A slotted disk is rotating with constant angular velocity ω−−, as shown in the figure. A ball of mass m slides out from the center of the disk. Kinetic friction force F=μk|N| acts on the mass, where N is the normal force between the ball and the channel. Using the body coordinate system i^, j^ fixed to the disk, derive the equation of motion for the mass using r(t) as the generalized coordinate.
Note: Gravity is not acting on this system.
Please enter symbolically the equation of motion in terms of r, r˙, m, ω, and μk.

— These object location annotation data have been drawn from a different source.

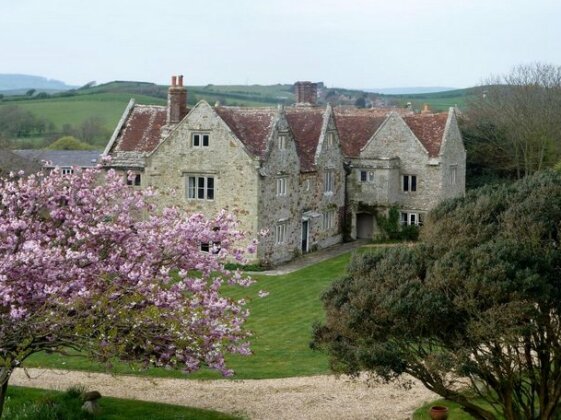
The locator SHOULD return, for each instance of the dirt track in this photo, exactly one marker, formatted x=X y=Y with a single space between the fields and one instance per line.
x=316 y=397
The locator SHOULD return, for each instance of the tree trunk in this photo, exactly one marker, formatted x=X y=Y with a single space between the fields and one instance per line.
x=4 y=378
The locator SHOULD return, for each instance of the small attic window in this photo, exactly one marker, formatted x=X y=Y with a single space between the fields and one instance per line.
x=200 y=139
x=133 y=179
x=282 y=142
x=330 y=140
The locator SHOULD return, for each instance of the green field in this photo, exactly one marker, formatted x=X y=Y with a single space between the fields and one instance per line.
x=107 y=102
x=37 y=404
x=281 y=324
x=76 y=109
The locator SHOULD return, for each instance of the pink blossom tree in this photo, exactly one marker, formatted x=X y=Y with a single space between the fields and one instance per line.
x=88 y=263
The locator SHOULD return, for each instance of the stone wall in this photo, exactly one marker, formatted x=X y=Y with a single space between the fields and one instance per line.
x=395 y=152
x=453 y=161
x=235 y=174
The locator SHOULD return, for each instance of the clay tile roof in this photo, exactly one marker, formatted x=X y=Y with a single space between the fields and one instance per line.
x=429 y=129
x=251 y=125
x=305 y=123
x=142 y=129
x=357 y=126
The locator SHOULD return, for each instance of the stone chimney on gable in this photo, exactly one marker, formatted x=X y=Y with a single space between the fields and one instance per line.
x=177 y=100
x=306 y=93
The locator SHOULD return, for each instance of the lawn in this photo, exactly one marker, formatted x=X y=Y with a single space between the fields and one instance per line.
x=32 y=404
x=281 y=324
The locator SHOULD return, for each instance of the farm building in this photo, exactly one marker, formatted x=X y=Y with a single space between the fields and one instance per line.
x=309 y=175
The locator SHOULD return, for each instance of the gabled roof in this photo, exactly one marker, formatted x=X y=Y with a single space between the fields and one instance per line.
x=62 y=158
x=252 y=126
x=429 y=129
x=306 y=124
x=357 y=126
x=142 y=129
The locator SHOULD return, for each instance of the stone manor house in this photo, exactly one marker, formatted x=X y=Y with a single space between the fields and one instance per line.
x=310 y=175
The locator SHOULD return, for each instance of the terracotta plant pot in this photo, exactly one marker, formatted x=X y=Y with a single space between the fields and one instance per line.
x=438 y=412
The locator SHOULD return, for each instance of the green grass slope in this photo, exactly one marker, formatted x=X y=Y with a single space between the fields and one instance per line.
x=37 y=404
x=281 y=324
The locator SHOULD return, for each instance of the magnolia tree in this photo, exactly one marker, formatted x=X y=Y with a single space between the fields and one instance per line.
x=90 y=265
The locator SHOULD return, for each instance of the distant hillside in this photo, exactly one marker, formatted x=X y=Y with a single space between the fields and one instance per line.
x=20 y=82
x=74 y=111
x=410 y=90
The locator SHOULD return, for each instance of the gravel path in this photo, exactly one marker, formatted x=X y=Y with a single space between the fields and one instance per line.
x=315 y=397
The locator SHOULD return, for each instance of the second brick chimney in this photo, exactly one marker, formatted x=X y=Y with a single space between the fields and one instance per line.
x=306 y=93
x=177 y=100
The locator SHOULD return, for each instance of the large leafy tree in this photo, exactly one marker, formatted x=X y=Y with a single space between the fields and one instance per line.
x=87 y=263
x=472 y=311
x=513 y=126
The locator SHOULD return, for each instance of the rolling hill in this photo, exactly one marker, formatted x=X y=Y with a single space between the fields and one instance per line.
x=106 y=102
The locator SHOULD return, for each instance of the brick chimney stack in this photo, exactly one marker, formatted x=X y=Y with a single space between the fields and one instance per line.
x=177 y=100
x=306 y=92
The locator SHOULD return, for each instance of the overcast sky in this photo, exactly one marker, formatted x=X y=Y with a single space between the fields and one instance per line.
x=344 y=43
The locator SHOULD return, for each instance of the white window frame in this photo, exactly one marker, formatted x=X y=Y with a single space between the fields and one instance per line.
x=368 y=176
x=328 y=181
x=281 y=186
x=280 y=233
x=330 y=142
x=453 y=174
x=200 y=139
x=411 y=218
x=197 y=187
x=409 y=183
x=136 y=179
x=328 y=219
x=282 y=142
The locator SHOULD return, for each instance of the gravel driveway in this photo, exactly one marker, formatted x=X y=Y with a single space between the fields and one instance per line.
x=314 y=397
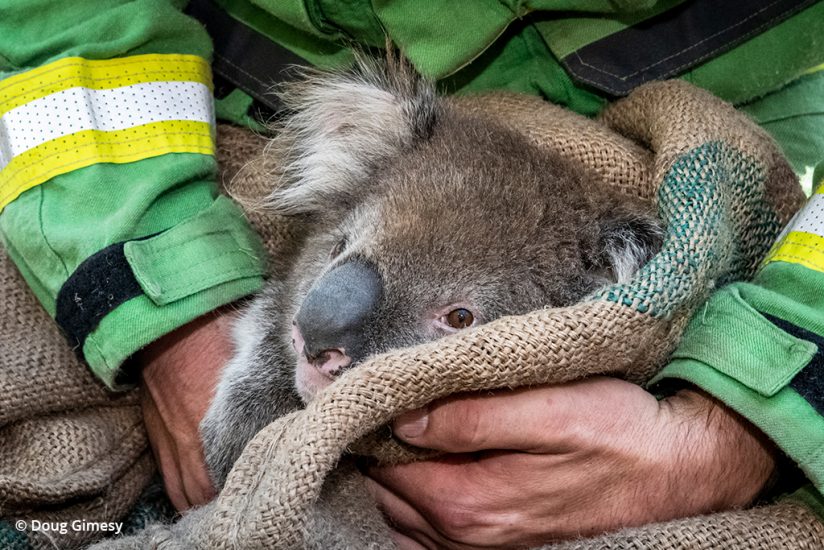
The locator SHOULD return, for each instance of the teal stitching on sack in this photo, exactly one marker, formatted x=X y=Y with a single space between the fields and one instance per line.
x=707 y=243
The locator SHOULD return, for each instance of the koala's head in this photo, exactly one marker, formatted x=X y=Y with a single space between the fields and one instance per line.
x=427 y=220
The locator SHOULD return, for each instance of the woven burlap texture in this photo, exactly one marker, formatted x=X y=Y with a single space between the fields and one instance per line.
x=641 y=145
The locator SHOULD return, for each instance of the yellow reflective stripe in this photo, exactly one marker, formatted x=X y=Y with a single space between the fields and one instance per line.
x=71 y=72
x=88 y=147
x=801 y=248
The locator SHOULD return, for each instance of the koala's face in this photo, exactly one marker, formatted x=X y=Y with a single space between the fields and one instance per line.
x=429 y=222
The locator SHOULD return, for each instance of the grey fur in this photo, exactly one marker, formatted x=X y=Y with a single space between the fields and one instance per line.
x=449 y=208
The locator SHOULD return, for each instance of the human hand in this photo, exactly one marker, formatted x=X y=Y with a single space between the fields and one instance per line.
x=554 y=462
x=180 y=372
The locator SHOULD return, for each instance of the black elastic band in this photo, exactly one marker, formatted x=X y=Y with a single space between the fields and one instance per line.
x=674 y=41
x=809 y=382
x=244 y=57
x=98 y=285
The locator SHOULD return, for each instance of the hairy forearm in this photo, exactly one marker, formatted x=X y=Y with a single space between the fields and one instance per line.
x=718 y=444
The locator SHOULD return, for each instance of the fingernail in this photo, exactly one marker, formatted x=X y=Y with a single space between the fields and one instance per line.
x=412 y=424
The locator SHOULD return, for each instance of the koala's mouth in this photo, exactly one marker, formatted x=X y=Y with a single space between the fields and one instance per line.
x=314 y=372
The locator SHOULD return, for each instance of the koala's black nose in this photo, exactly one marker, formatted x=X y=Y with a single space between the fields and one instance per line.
x=338 y=305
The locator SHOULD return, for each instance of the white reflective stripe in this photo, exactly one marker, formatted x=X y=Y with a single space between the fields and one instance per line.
x=77 y=109
x=810 y=219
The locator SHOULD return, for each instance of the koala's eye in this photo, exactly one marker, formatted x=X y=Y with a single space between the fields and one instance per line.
x=459 y=318
x=337 y=249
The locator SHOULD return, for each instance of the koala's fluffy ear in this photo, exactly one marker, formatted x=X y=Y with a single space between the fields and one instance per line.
x=340 y=126
x=629 y=236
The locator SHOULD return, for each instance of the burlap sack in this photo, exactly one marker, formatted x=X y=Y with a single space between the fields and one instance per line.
x=722 y=188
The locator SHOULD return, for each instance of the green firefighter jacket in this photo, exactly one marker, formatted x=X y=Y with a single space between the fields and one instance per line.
x=110 y=209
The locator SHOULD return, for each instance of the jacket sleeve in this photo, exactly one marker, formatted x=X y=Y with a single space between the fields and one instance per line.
x=759 y=346
x=108 y=200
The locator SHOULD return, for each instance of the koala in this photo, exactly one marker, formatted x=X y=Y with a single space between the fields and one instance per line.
x=423 y=220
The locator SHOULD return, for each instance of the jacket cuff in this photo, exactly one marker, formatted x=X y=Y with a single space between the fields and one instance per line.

In the co-rotating frame, define an angular variable alpha such that the channel is at alpha = 0. You can enforce that the ball is at alpha = 0 using a Langrange multiplier, so you treat the alpha coordinate as a dynamic variable for the ball.
The kinetic energy is:
T = 1/2 m r-dot^2 + 1/2 m r^2 (omega + alpha-dot)^2
The Lagrangian is:
L = T - V - lambda alpha
where lambda is the lagrange multiplier that will make sure that the ball stays at alpha = 0. V is the potential energy, which is zero in this problem but you keep it in the equations as an unspecified function.
The derivatives of V would give you the force from the potential, which is zero, but this then allows you to put in the friction force by hand (friction force is, of course, not conservative and cannot be specified by a potential).
The value of lambda gives you the normal force from which you can compute the friction force. You can then add this friction force in the Euler Lagrange equations by hand to get the correct equation of motion.
The answer is not clear! Can you explain ?
To derive the equation of motion for the mass sliding out from the center of the slotted disk, we need to consider the forces acting on it. In this case, the only force acting on the mass is the kinetic friction force F.
The first step is to calculate the normal force N acting between the ball and the channel. Since the ball is sliding along the channel, the normal force N will be the centripetal force required to keep the ball in circular motion. We can express this force as N = mω^2r, where ω is the angular velocity of the disk and r is the distance of the ball from the center of the disk (generalized coordinate).
Now, let's break down the kinetic friction force F into its components along the i^ and j^ directions fixed to the disk. Since the ball is sliding out from the center, only the j^ component of the force will contribute to the motion. Therefore, F = -μkNj^.
Next, we need to relate the acceleration of the mass to the given conditions. Since there is no gravitational force acting on the system, the acceleration will be directed along the j^ axis. Therefore, the acceleration can be expressed as a = r¨j^, where r¨ is the second derivative of r with respect to time.
Now, we can apply Newton's second law in terms of the j^ direction:
ma = ΣFj^
m(r¨)j^ = -μkNj^
Substituting N = mω^2r, we get:
m(r¨)j^ = -μkmω^2rj^
Now we can equate the components of the equation:
mr¨ = -μkmω^2r
Rearranging this equation, we have:
r¨ = -μkω^2r/m
Therefore, the equation of motion for the mass sliding out from the center of the slotted disk is:
r¨ = -μkω^2r/m
This equation describes the acceleration of the mass as a function of its position and the given parameters: r (generalized coordinate), ω (angular velocity of the disk), m (mass of the ball), and μk (coefficient of kinetic friction).